I am trying to optimize the sql query on a large event table (10 million+ rows) for date range search. I already have unique index on this table which (lid, did, measurement, date).The query below is trying to get the event of three type of measurement (Kilowatts, Current and voltage) for every 2 second interval in date column :
SELECT *, FLOOR(UNIX_TIMESTAMP(date)/2) AS timekey
from events
WHERE lid = 1
and did = 1
and measurement IN ("Voltage")
group by timekey
UNION
SELECT *, FLOOR(UNIX_TIMESTAMP(date)/2) AS timekey
from events
WHERE lid = 1
and did = 1
and measurement IN ("Current")
group by timekey
UNION
SELECT *, FLOOR(UNIX_TIMESTAMP(date)/2) AS timekey
from events
WHERE lid = 1
and did = 1
and measurement IN ("Kilowatts")
group by timekey
This is the table that I am trying to look up to.
=============================================================
id | lid | did | measurement | date
=============================================================
1 | 1 | 1 | Kilowatts | 2020-04-27 00:00:00
=============================================================
2 | 1 | 1 | Current | 2020-04-27 00:00:00
=============================================================
3 | 1 | 1 | Voltage | 2020-04-27 00:00:00
=============================================================
4 | 1 | 1 | Kilowatts | 2020-04-27 00:00:01
=============================================================
5 | 1 | 1 | Current | 2020-04-27 00:00:01
=============================================================
6 | 1 | 1 | Voltage | 2020-04-27 00:00:01
=============================================================
7 | 1 | 1 | Kilowatts | 2020-04-27 00:00:02
=============================================================
8 | 1 | 1 | Current | 2020-04-27 00:00:02
=============================================================
9 | 1 | 1 | Voltage | 2020-04-27 00:00:02
The expected result is retrieve all data that have the date equal to 2020-04-27 00:00:00 and 2020-04-27 00:00:02. The query provided above work as expected. But I am using UNION for look up different measurements on the table, I believe it might not be the optimal way to do it.
Can any SQL expert help me to tone the query that I have to increase the performance?
You have one record every second for each and every measurement, and you want to select one record every two seconds.
You could try:
select *
from events
where
lid = 1
and did = 1
and measurement IN ('Voltage', 'Current')

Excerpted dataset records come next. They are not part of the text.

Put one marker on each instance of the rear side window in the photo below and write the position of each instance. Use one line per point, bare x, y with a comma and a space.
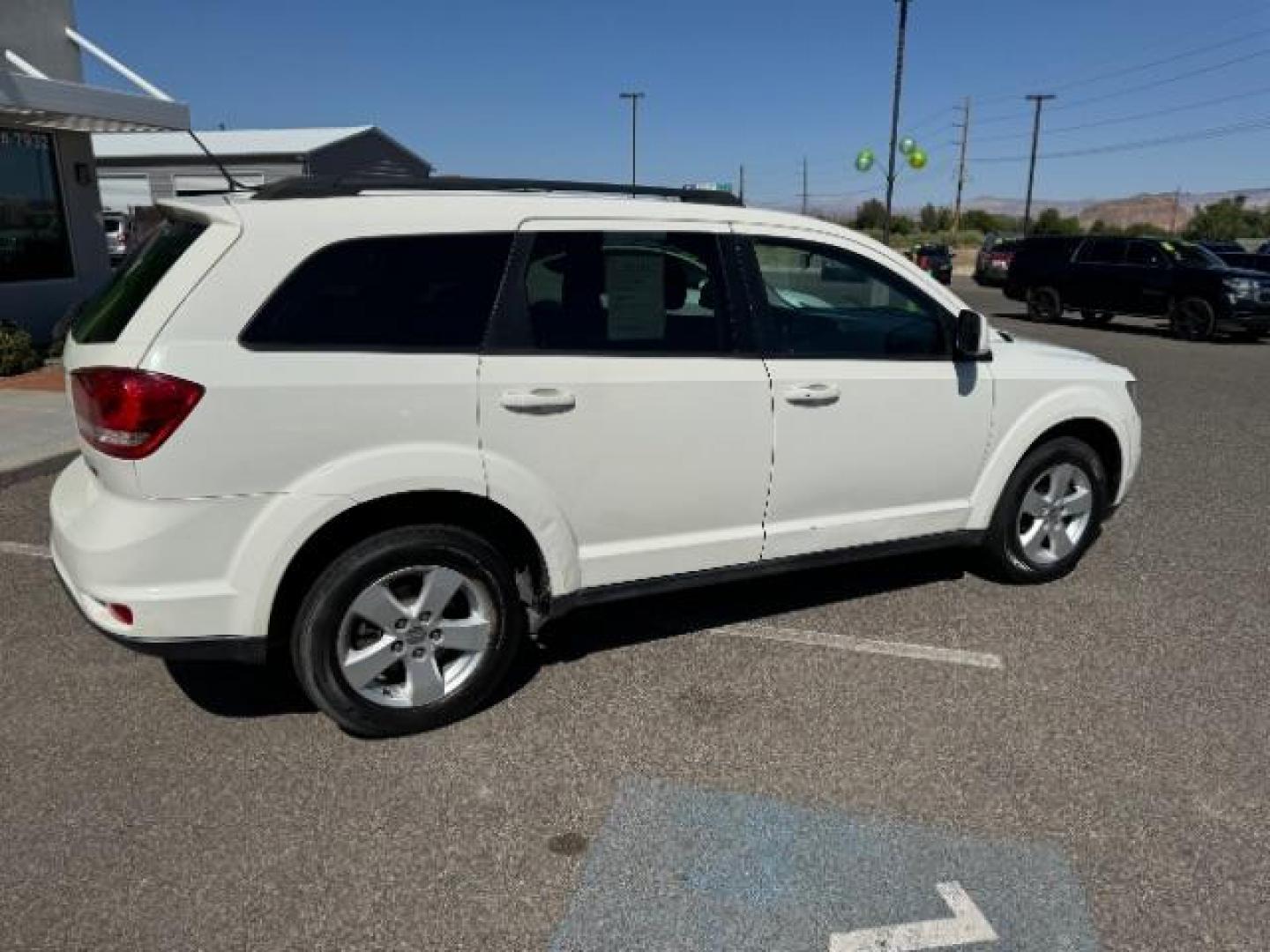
628, 294
429, 292
103, 316
1102, 251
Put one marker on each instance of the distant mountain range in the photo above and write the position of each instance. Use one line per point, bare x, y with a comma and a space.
1156, 208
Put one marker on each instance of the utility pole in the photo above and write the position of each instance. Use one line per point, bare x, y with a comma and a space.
960, 167
634, 98
894, 115
1039, 100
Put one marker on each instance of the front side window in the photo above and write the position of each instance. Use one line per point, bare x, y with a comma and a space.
825, 301
1143, 253
626, 294
429, 292
34, 240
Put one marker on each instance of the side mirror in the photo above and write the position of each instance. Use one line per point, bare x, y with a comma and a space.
972, 337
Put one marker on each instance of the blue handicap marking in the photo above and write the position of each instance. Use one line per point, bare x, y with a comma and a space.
684, 868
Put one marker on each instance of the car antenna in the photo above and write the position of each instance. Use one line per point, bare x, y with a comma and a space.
235, 185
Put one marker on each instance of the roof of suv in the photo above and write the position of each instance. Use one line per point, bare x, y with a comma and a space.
479, 210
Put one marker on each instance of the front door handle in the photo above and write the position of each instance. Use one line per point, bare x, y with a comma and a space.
540, 400
811, 394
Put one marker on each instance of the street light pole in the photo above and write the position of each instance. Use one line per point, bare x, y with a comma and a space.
634, 98
1039, 100
894, 115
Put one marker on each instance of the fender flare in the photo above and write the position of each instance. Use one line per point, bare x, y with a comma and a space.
292, 517
1064, 406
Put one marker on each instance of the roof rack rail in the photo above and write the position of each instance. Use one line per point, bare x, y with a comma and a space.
333, 185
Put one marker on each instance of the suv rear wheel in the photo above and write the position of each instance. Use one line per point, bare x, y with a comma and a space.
1050, 512
1044, 305
407, 629
1192, 319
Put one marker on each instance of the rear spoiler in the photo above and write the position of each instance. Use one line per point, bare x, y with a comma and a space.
217, 210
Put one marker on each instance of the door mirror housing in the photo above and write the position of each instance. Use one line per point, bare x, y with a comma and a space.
973, 340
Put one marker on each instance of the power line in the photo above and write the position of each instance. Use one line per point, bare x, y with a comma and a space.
1140, 86
1137, 117
1165, 81
1260, 8
1199, 135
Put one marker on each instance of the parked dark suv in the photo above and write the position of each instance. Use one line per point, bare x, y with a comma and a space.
1104, 277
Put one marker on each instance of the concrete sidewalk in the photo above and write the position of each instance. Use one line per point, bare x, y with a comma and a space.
34, 419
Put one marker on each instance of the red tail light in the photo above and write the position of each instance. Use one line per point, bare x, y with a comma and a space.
129, 414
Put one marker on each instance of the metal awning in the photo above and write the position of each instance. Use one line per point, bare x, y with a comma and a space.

and extract(second from date) % 2 = 0
This would select records that have an even second part.
Alternatively, if you always have one record every second, another option is row_number()
(this requires MySQL 8.0):
select *
from (
select
e.*,
row_number() over(partition by measurement order by date) rn
from events
where
lid = 1
and did = 1
and measurement IN ('Voltage', 'Current')
) t
where rn % 2 = 1
This is a bit less accurate than the previous query though.